А до Славы только дошло, что семейная реликвия не может быть просто так, какое-то значение в жизни Упыря или его семьи эта бабочка имеет, и, наверное, он что-то знает про Надежду.
– А почему реликвия?
– Эта бабочка спасла мою бабушку от смерти…
Прохоров в уме лихорадочно прикинул: Упырю сейчас лет семьдесят-семьдесят два, значит, он примерно с сорокового. Родители были, если грубо, с двадцатого. Наде в тринадцатом году было чуть больше тридцати, родилась где-то в восьмидесятом, значит, в двадцатом ей должно было быть около сорока.
Вряд ли, поздновато для первого ребенка, да и не похож Упырь на еврея, хотя евреи бывают разные, однако такие Прохорову еще не попадались…
Но спросить все-таки следовало:
– Надежда Михайловна – твоя родственница?
– Кто это?
Вот наш герой и попался…
На этот вопрос нельзя было не ответить.
Но время потянуть можно:
– Расскажи твою историю… – он все-таки взял бабочку в руки, поднес к глазам, чтобы внимательно рассмотреть. – А я потом – свою…
– Бабушка сидела в тюрьме, из-за деда, которого расстреляли еще раньше. – Как все простые по внутренней структуре люди, Упырь рассказывал без завитушек, одни факты, как будто профессиональный рассказчик, которому надоели фиоритуры. – При Сталине сидела, тогда со всеми так было, ну, ты знаешь… И с ней в камере была женщина, мама говорила фамилию, да я, придурок старый, забыл.
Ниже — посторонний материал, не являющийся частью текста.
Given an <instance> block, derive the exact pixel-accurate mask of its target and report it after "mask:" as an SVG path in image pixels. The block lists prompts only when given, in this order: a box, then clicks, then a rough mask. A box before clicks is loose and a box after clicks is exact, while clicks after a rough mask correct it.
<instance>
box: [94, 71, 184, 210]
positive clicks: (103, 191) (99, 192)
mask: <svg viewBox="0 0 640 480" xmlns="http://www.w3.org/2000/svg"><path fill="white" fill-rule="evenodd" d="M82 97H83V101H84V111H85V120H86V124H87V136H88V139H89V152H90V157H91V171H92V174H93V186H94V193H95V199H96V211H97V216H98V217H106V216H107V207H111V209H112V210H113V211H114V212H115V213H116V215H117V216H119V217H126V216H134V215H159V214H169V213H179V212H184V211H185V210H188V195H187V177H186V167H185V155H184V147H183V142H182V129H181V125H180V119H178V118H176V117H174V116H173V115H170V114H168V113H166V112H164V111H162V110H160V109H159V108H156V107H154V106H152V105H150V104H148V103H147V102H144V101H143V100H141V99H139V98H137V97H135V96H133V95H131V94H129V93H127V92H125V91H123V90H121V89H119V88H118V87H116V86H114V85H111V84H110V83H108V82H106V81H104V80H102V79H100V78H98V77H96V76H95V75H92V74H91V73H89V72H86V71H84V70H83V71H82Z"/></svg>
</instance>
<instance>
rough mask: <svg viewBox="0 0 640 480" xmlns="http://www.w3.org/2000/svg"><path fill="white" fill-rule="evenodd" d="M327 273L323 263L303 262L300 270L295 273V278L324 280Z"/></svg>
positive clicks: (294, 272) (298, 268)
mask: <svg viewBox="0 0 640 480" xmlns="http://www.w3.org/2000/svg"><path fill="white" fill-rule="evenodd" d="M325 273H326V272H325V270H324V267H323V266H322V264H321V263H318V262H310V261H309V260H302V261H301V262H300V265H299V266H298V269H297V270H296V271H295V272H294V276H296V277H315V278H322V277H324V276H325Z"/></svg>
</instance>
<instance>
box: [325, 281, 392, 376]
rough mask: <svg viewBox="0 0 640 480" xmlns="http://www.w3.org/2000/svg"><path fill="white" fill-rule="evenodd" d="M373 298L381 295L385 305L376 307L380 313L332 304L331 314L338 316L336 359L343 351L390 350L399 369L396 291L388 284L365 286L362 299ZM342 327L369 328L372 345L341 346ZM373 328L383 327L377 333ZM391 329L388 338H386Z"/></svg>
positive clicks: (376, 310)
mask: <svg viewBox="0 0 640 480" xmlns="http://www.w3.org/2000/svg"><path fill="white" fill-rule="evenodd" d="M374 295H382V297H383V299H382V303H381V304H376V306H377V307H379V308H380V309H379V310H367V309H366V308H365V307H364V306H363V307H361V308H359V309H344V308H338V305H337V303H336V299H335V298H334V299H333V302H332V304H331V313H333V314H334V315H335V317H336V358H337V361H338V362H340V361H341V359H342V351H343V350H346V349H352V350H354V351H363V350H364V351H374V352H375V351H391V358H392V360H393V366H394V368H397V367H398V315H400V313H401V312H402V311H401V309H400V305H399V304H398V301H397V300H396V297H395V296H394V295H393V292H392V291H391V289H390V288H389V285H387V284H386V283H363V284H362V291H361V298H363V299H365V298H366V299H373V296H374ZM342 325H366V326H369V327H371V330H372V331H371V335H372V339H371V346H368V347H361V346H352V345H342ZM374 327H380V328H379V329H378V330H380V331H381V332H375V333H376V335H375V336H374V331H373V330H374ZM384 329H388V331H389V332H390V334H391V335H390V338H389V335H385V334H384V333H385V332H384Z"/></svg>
Она сидела по какой-то страшной статье, не как все – шпионаж, там, недонесение или агитация, а за покушение… И вот в какой-то момент так сложилась ситуация, что один вертухай на этапе мог за копейку одну из них сактировать. Кто-то умер неучтенный или наоборот, лишний оказался, в общем, кто даст в руку, тому и на свободу, как дохлому графу Монте-Кристо… И женщина эта, как же ее фамилия, такая еврейская, не могу вспомнить, отдала ей эту брошку, чтобы та свободу себе купила. Мне, говорит, все равно, меня не могут не хватиться… И бабушка спаслась, а та дама погибла…
– Фамилию совсем не помнишь?
– Нет… – Упырь страдальчески скривился, – Только, кажется, что-то из литературы и известное… Прямо из поэзии… В голове крутится… Может, Пастернак? Нет, точно нет… Ходасевич? Не подходит…
– А за что она сидела? – хрипло спросил Прохоров.
– Я ж говорю, – почти обиделся приятель, – за покушение на Сталина. Там слухи ходили, что она из старой гвардии, еще из тех, кто до революции революцию делал. И вроде она в Ленина стреляла, потом в Троцкого, а уже потом в Сталина. И все ей не везло: то осечка, то машину перепутала, то охрана ее свинтила. Но за это точно не скажу, может быть, слухи, а в Сталина – это точно…
«Так вот зачем она осталась… – подумал Прохоров, – Хотела все изменить, собою пожертвовать, но чтобы страна, да и мы не в таком дерьме жили… Только не получилось у бедной девочки, жертва была, да напрасная… Если бы она любого из трех все-таки достала, то Россия сегодня была бы совсем другой… И мы другие…»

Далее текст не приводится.